Je l’ai dit, cette proposition, comme les précédentes, mérite un examen attentif.

Sans déflorer les débats que nous aurons dans quelques instants, et malgré le fait, monsieur le sénateur, que, comme à votre habitude, vous ayez pesé chaque mot au trébuchet, la rédaction que vous proposez soulève plusieurs interrogations. Elle renvoie en effet entièrement au législateur le soin de déterminer les conditions dans lesquelles les femmes peuvent recourir à l’interruption volontaire de grossesse.

C’est, très exactement, l’état de notre droit.

Vous le savez, il résulte déjà de l’article 34 de la Constitution qu’il revient au seul législateur de prévoir les garanties, tout comme les limites, du droit à l’avortement.

C’est ce qu’il a fait encore récemment, par la loi du 2 mars 2022 visant à renforcer le droit à l’avortement, ce dont, par ailleurs, je me réjouis.

J’entends votre argument : cet alinéa, en faisant référence à cette liberté qu’il revient à la loi d’organiser, consacrerait implicitement cette liberté au niveau constitutionnel. Le doute subsiste sur la réalité de cet effet.

Je comprends et partage par ailleurs votre souci de laisser une certaine marge de manœuvre au législateur : il est en effet souhaitable que les conditions dans lesquelles le droit à l’avortement s’exerce puissent évoluer avec le temps.

L’Assemblée nationale a, quant à elle, retenu la création d’un nouvel article 66-2. Cet emplacement a été choisi par les députés afin de donner une chance supplémentaire au texte d’être voté par le Sénat, puisque vous aviez rejeté, mesdames, messieurs les sénateurs, quelques semaines plus tôt, la proposition de loi de votre collègue Mélanie Vogel, qui proposait le même emplacement.
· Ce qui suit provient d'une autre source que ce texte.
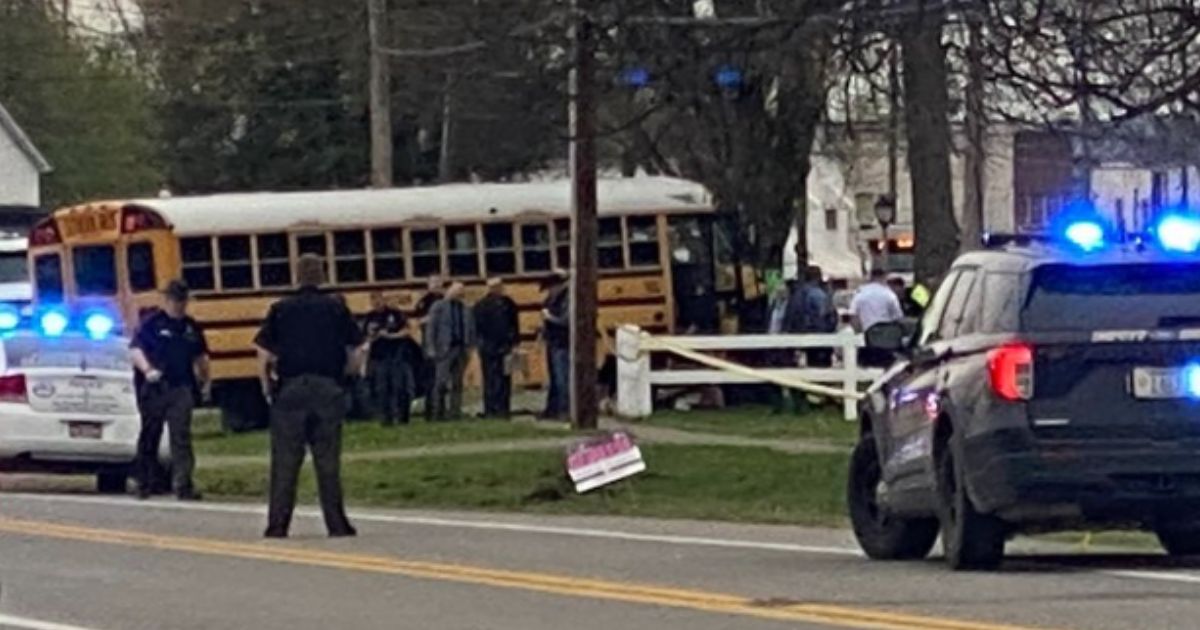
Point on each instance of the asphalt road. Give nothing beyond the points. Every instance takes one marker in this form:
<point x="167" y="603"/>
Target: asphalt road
<point x="79" y="562"/>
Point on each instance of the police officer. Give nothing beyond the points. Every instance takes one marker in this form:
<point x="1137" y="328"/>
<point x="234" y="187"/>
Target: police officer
<point x="391" y="381"/>
<point x="497" y="331"/>
<point x="172" y="363"/>
<point x="309" y="341"/>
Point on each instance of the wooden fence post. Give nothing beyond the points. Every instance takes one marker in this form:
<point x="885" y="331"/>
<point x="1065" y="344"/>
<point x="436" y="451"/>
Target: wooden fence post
<point x="850" y="365"/>
<point x="633" y="375"/>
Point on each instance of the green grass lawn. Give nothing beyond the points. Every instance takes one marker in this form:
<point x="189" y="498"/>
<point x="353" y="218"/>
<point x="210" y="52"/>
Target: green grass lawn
<point x="682" y="481"/>
<point x="759" y="421"/>
<point x="367" y="436"/>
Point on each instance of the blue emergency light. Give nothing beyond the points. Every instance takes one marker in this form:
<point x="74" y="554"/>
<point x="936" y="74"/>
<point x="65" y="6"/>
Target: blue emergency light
<point x="53" y="323"/>
<point x="99" y="325"/>
<point x="1192" y="381"/>
<point x="1179" y="233"/>
<point x="1086" y="235"/>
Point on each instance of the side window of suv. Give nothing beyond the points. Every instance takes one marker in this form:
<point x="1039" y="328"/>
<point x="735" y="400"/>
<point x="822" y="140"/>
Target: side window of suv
<point x="971" y="312"/>
<point x="1001" y="303"/>
<point x="957" y="305"/>
<point x="933" y="318"/>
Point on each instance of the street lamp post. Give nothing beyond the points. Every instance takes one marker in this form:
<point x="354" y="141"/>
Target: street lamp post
<point x="886" y="215"/>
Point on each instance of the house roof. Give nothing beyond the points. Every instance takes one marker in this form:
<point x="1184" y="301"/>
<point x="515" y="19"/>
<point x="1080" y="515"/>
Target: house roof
<point x="10" y="126"/>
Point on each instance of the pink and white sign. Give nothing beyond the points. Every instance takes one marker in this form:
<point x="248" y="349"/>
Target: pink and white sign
<point x="603" y="460"/>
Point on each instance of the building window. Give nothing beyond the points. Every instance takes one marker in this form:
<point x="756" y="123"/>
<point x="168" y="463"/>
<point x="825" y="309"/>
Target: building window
<point x="237" y="267"/>
<point x="197" y="256"/>
<point x="535" y="247"/>
<point x="426" y="252"/>
<point x="388" y="246"/>
<point x="139" y="261"/>
<point x="274" y="263"/>
<point x="563" y="243"/>
<point x="351" y="256"/>
<point x="499" y="251"/>
<point x="611" y="250"/>
<point x="643" y="240"/>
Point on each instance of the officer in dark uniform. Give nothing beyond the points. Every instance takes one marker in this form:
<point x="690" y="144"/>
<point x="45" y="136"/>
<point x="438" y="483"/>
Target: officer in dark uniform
<point x="497" y="333"/>
<point x="391" y="379"/>
<point x="172" y="361"/>
<point x="309" y="341"/>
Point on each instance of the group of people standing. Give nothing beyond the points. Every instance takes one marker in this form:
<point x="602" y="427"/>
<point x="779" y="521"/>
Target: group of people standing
<point x="450" y="331"/>
<point x="307" y="346"/>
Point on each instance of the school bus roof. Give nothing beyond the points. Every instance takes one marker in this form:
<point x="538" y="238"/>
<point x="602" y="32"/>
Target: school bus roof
<point x="270" y="211"/>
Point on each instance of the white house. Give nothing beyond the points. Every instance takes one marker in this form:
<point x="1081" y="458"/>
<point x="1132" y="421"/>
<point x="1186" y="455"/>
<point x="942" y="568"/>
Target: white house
<point x="847" y="177"/>
<point x="21" y="165"/>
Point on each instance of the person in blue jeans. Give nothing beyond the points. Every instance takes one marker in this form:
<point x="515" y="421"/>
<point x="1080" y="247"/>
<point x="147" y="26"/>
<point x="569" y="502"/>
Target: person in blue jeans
<point x="557" y="335"/>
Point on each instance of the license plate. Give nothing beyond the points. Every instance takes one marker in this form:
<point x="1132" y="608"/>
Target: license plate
<point x="1158" y="383"/>
<point x="85" y="430"/>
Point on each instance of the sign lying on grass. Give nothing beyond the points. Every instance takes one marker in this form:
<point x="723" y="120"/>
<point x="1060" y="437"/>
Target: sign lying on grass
<point x="603" y="460"/>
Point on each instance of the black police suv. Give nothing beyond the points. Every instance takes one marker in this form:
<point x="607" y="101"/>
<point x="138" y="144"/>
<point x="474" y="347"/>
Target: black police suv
<point x="1048" y="387"/>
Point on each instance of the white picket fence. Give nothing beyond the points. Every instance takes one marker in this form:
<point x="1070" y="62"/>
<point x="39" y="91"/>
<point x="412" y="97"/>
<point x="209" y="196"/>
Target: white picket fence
<point x="636" y="379"/>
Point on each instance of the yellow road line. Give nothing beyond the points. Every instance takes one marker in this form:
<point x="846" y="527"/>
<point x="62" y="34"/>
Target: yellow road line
<point x="628" y="593"/>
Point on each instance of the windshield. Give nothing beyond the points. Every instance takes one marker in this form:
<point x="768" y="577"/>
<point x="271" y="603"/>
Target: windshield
<point x="1067" y="298"/>
<point x="95" y="269"/>
<point x="13" y="267"/>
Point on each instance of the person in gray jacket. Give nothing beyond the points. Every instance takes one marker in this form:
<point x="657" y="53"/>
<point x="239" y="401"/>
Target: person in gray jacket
<point x="451" y="330"/>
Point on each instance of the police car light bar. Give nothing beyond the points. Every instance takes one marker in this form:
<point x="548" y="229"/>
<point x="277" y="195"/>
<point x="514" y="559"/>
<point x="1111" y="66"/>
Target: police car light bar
<point x="1179" y="233"/>
<point x="53" y="323"/>
<point x="99" y="325"/>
Le sujet reste donc ouvert sur ce point.

Par ailleurs se pose bien évidemment la question de la rédaction de cette inscription du droit à l’IVG dans la Constitution. Là encore, et à plus forte raison, il nous faut être humbles face à la tâche. Chaque mot doit bien évidemment être réfléchi, pesé, justifié. Et il ne s’agit pas là d’une entreprise très aisée.

Après le refus net du Sénat de constitutionnaliser le droit à la contraception, l’Assemblée nationale a fait un premier pas. Elle a ainsi renoncé, par son vote, à l’inscription du droit à la contraception dans la Constitution, recentrant ainsi la proposition sur la constitutionnalisation de l’IVG.

Pour motiver son refus, la commission des lois a, à son tour, relevé, à bon droit, les risques d’une rédaction inaboutie ou inadaptée.

Les termes retenus d’« effectivité et d’égal accès » semblent ainsi ouvrir un nouveau débat. Il est vrai, comme je l’ai indiqué devant l’Assemblée nationale, qu’une rédaction inadaptée pourrait conduire à consacrer un accès sans aucune condition à l’interruption volontaire de grossesse, par exemple à des IVG réalisées bien au-delà de la limite légale en vigueur.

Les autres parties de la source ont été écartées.